Долина Новой жизни - Ильин Федор Николаевич - Страница 14


Изменить размер шрифта:

14

Шервуд был одним из строителей Панамского канала, а теперь вел здесь громадную работу по сооружению шлюзов. Что касается Крэга, то он принадлежал к неизвестной национальности, прошлое его было темно. Единственной заслугой его, кажется, были слепое послушание Куинслею и полное отсутствие инициативы.

Мартини тихонько тронул меня за руку и показал глазами, чтобы я следовал за ним. Мы медленно продвигались по комнатам, теперь уже наполненным гостями. Присматриваясь, я убедился, что большинство держались кучками, группируясь по национальностям; из одного угла доносилась французская речь, из другого – английская, тут говорили по-немецки, а там по-русски.

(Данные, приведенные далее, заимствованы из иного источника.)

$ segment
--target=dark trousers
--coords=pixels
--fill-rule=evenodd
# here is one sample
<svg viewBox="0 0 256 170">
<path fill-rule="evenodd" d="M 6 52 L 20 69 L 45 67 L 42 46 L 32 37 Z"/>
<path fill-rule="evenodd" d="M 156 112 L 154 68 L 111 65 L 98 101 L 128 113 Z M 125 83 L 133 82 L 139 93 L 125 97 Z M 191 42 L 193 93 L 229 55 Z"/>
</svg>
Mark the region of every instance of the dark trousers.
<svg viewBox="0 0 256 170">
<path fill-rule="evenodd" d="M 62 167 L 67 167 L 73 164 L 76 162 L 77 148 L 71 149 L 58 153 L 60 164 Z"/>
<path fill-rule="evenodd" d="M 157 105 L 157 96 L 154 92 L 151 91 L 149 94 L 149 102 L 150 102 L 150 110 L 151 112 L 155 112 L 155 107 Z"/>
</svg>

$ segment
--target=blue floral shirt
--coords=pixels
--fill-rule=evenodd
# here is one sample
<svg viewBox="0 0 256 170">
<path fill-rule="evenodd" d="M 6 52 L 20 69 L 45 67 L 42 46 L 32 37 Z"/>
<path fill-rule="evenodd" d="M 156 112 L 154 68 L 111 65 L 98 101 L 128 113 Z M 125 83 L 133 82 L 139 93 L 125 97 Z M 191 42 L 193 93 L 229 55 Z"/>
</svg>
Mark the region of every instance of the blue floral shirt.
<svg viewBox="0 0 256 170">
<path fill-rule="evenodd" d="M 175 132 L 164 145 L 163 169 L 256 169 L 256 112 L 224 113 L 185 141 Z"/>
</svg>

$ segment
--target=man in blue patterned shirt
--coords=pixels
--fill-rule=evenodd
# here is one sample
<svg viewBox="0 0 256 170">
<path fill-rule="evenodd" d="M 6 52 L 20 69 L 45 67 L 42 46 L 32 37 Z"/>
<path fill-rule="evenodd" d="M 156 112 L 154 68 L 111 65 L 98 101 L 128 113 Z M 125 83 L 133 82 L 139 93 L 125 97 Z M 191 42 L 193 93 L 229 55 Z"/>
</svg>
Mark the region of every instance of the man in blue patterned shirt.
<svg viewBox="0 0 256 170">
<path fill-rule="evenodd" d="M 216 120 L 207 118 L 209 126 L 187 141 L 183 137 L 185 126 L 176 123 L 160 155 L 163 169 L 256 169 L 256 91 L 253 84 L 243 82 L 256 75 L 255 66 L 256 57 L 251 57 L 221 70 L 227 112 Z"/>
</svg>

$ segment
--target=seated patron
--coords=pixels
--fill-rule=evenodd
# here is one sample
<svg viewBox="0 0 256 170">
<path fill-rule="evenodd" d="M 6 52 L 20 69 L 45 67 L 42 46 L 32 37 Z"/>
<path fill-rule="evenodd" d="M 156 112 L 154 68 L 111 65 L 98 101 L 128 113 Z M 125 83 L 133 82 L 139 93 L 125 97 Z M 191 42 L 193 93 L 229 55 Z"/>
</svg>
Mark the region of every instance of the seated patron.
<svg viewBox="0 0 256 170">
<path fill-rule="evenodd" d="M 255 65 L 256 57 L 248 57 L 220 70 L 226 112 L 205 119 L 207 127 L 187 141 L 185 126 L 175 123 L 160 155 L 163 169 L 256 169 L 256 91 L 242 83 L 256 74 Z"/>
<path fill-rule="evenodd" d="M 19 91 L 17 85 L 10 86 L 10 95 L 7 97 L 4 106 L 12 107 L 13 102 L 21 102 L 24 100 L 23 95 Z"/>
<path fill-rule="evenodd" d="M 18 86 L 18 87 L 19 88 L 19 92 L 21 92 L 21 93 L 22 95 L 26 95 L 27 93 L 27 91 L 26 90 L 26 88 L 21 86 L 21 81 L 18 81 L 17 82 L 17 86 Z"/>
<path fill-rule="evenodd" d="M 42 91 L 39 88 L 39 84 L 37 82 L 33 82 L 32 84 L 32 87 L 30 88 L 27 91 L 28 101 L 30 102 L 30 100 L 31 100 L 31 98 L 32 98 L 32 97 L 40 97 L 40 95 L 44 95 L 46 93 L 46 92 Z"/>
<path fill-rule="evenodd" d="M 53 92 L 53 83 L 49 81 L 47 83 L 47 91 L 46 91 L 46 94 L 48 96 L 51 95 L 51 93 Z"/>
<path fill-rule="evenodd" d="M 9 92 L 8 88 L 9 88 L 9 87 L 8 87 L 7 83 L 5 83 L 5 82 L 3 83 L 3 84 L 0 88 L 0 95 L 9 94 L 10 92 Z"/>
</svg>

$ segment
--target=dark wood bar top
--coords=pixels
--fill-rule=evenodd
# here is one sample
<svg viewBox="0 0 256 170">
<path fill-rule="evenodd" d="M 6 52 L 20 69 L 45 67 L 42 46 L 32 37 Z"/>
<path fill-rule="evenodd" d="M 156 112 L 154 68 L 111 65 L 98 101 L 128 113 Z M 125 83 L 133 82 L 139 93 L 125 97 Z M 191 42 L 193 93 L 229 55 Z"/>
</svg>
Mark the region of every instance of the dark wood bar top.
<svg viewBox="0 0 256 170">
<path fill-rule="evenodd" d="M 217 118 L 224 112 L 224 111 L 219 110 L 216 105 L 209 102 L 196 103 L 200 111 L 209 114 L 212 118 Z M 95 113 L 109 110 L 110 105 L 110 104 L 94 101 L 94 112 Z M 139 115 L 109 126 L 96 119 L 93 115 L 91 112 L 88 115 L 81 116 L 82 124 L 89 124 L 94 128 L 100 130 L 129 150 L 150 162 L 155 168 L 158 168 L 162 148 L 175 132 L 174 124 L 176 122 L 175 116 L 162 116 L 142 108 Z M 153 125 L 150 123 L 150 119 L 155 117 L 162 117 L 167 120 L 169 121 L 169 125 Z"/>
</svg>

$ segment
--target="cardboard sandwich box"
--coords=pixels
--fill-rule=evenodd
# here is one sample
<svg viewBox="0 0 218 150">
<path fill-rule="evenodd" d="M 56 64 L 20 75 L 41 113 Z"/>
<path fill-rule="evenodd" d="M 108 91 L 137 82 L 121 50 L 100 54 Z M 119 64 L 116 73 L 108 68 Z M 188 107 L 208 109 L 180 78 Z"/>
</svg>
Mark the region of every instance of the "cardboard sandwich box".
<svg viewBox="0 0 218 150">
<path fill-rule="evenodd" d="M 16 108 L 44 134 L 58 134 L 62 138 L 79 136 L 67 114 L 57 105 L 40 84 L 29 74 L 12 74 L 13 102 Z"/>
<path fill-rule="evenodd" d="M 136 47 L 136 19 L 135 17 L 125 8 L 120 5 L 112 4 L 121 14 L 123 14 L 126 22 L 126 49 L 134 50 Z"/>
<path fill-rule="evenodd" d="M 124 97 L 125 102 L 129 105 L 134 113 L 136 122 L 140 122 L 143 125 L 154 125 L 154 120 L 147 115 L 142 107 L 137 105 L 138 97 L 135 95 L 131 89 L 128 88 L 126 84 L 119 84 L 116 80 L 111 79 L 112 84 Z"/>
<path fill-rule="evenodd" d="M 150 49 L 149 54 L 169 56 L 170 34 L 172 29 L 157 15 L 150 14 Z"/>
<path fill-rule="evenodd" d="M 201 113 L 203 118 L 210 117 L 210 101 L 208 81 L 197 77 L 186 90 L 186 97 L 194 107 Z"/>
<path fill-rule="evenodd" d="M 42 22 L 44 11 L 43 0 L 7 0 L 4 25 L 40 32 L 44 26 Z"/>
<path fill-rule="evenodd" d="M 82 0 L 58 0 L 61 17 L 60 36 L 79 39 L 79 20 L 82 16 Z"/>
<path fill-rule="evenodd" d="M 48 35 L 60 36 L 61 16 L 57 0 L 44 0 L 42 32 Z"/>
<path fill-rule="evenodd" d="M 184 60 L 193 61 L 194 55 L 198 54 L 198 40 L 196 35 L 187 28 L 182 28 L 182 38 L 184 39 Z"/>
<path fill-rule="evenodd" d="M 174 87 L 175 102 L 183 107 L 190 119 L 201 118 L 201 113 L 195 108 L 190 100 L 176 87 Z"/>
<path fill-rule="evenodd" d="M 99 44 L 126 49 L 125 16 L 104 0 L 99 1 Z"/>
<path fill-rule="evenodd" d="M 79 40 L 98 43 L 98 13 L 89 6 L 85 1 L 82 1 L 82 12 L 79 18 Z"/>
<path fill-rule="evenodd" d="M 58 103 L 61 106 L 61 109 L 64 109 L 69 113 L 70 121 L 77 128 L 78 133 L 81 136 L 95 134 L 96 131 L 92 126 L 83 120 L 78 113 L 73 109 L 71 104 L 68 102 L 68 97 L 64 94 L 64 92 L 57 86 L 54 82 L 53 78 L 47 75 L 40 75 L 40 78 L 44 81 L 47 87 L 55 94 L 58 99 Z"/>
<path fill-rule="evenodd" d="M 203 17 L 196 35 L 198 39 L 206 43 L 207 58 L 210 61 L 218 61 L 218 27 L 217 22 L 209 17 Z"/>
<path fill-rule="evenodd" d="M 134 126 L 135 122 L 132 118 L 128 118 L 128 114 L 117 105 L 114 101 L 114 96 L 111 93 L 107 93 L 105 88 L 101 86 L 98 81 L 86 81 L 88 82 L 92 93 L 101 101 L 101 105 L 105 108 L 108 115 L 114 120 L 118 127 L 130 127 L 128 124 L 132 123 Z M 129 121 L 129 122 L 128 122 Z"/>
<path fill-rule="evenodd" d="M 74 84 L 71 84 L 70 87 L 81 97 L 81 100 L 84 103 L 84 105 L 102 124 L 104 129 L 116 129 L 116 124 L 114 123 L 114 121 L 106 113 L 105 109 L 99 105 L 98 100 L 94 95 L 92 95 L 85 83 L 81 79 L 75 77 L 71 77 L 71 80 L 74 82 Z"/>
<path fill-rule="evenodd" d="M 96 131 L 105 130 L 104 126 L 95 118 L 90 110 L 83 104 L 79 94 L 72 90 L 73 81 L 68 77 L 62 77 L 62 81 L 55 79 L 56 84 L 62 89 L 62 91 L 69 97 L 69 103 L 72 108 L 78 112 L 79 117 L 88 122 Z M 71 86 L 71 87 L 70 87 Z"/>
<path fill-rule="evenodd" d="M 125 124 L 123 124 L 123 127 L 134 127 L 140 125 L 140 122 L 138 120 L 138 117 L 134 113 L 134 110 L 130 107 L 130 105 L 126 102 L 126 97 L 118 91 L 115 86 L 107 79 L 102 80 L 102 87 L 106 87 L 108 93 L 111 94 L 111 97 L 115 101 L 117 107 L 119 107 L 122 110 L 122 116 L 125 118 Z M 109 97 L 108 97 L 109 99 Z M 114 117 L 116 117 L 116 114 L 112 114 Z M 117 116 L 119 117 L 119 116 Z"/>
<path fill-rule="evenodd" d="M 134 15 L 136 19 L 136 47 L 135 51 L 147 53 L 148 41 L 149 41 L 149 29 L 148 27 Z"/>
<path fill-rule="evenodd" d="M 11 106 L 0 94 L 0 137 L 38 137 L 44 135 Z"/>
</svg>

Мы прошли мимо групп, разговаривающих по-японски, по-китайски, и внешность говоривших вполне подтверждала их происхождение. Разговаривали шумно и очень мало смеялись. Лица у всех были серьезны и, я бы сказал, скучающие. Из отрывков доносившихся фраз я мог заключить, что научные темы были исключительным предметом разговоров. Только в помещении бара обстановка была другая. Здесь стояли хохот и веселье. Множество бутылок и стаканов на столиках делало понятным это веселье. Тут я услышал рассказы о давних происшествиях, имевших место на далекой родине, и незамысловатые анекдоты, слышанные тоже давным-давно.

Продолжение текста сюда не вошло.